Resiliente Stromnetze für die Energiewende

RESIST

Durch die Zunahme von Extremwetterereignissen als Folge des Klimawandels sowie durch die Gefahren von Cyberangriffen und physischer Sabotage ist ein resilientes Stromnetz unerlässlich. Die Resilienz des Stromnetzes beschreibt, inwieweit die Stromversorgung vor, während und nach einer Störung aufrechterhalten werden kann. Um das Stromnetz bei Großstörungen aufrechtzuerhalten, untersuchen wir im Forschungsprojekt »Resist« den Einsatz netzbildender Wechselrichter im Verteilnetz, um der Reduktion der Systemträgheit entgegenzuwirken und mit lokalen Mittelspannungs-Netzinseln zu arbeiten.

Ausgangslage

Die fortschreitende Transformation des Energiesystems hin zu erneuerbaren, dezentralen und digital vernetzten Strukturen führt zu einer deutlich höheren Komplexität und Konnektivität. Damit wächst die Verwundbarkeit gegenüber Ausfällen, Störungen und deren Kaskadeneffekten – hervorgerufen etwa durch technisches Versagen, gezielte Cyberattacken oder zunehmend häufige Wetterextreme. Parallel dazu sinkt die Trägheit im Energiesystem, weil konventionelle Kraftwerke mit ihren systemrelevanten rotierenden Massen zurückgebaut und durch leistungselektronisch gekoppelte Einspeiser ersetzt werden. Diese Kombination aus geringerer Trägheit und höherer Komplexität macht die Beherrschbarkeit des Energiesystems zu einer zentralen technischen Herausforderung.

Ziel

Im Forschungsprojekt »RESIST« wurde untersucht, wie die Resilienz der Stromversorgung in Deutschland unter den Bedingungen der Energiewende gesteigert werden kann. Fünf Fraunhofer-Institute entwickelten dazu einen Werkzeugkasten, der die Widerstandsfähigkeit des Stromnetzes gegenüber technischen Störungen, Extremwetterereignissen und Cyberangriffen messbar macht, in Echtzeit überwacht und für Planung und Betrieb nutzbar macht. Zentrale Ziele waren die Entwicklung...
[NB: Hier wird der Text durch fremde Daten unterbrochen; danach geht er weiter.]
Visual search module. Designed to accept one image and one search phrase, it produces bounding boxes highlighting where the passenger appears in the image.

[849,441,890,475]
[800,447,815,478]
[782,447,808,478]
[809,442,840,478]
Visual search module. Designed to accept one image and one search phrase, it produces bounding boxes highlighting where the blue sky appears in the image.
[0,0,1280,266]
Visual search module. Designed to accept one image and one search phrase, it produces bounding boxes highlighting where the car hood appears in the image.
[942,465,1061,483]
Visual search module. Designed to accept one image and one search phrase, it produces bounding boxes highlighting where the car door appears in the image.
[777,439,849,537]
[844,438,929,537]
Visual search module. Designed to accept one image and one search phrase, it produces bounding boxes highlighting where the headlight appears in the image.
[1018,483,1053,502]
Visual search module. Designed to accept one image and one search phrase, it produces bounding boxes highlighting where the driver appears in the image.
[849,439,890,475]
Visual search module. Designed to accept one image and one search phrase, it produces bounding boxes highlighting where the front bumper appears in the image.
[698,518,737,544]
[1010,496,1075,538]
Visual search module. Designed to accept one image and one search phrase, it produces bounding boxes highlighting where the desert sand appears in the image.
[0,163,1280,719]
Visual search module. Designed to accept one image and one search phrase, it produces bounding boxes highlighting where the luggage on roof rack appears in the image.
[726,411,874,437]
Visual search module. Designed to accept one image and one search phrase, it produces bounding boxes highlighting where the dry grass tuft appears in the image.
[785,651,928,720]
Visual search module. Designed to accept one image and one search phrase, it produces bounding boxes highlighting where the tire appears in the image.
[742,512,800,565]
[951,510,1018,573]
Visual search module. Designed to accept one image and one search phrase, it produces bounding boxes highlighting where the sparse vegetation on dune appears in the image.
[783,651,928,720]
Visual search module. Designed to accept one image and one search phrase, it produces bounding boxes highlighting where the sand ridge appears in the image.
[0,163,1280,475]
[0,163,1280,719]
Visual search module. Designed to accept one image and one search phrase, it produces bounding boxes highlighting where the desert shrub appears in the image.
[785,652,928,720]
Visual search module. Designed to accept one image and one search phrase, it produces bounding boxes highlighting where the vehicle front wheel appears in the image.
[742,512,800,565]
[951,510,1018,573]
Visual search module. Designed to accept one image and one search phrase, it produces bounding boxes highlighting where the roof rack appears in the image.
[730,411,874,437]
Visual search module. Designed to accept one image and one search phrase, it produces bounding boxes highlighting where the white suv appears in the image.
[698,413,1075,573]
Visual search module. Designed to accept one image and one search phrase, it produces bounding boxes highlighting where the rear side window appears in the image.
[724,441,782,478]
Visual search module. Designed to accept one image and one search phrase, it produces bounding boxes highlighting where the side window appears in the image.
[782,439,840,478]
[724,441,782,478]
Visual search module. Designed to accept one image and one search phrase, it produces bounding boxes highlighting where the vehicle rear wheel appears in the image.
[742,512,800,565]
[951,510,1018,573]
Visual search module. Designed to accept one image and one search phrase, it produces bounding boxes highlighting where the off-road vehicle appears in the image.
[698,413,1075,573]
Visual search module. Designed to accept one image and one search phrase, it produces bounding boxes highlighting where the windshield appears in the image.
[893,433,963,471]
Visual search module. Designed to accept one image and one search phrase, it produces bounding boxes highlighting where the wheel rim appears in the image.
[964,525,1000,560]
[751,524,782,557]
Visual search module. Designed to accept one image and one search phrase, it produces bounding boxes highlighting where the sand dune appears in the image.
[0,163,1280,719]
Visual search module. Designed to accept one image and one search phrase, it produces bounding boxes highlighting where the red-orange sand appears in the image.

  • eines Resilienz-Monitors zur Echtzeitanalyse,
  • eines strategischen Planungstools für eine resilient-by-design ausgelegte Netzinfrastruktur,
  • von Modellen zur Bewertung von Stromausfällen und Netzstabilität,
  • eines Resilienz-Dashboards für virtuelle Kraftwerke,
  • neuer Ansätze zur cyber-resilienten Netzführung,
  • von Demonstratoren eines echtzeitfähigen Hardware-in-the-Loop Mittelspannungs-Netzmodells und
  • eines netzbildenden Batteriewechselrichters zum Testen einer notstromfähigen Versorgungsinsel.

In Rahmen von »RESIST« hat das Fraunhofer ISE die Rolle netzbildender Wechselrichter im Verteilnetz untersucht. Diese können dazu beitragen, die Resilienz des Stromnetzes zu erhöhen, der Reduktion der Systemträgheit entgegenzuwirken, einem potenziellen Ausfall bei Großstörungen vorzubeugen und die Bildung von lokalen Netzinseln zu ermöglichen.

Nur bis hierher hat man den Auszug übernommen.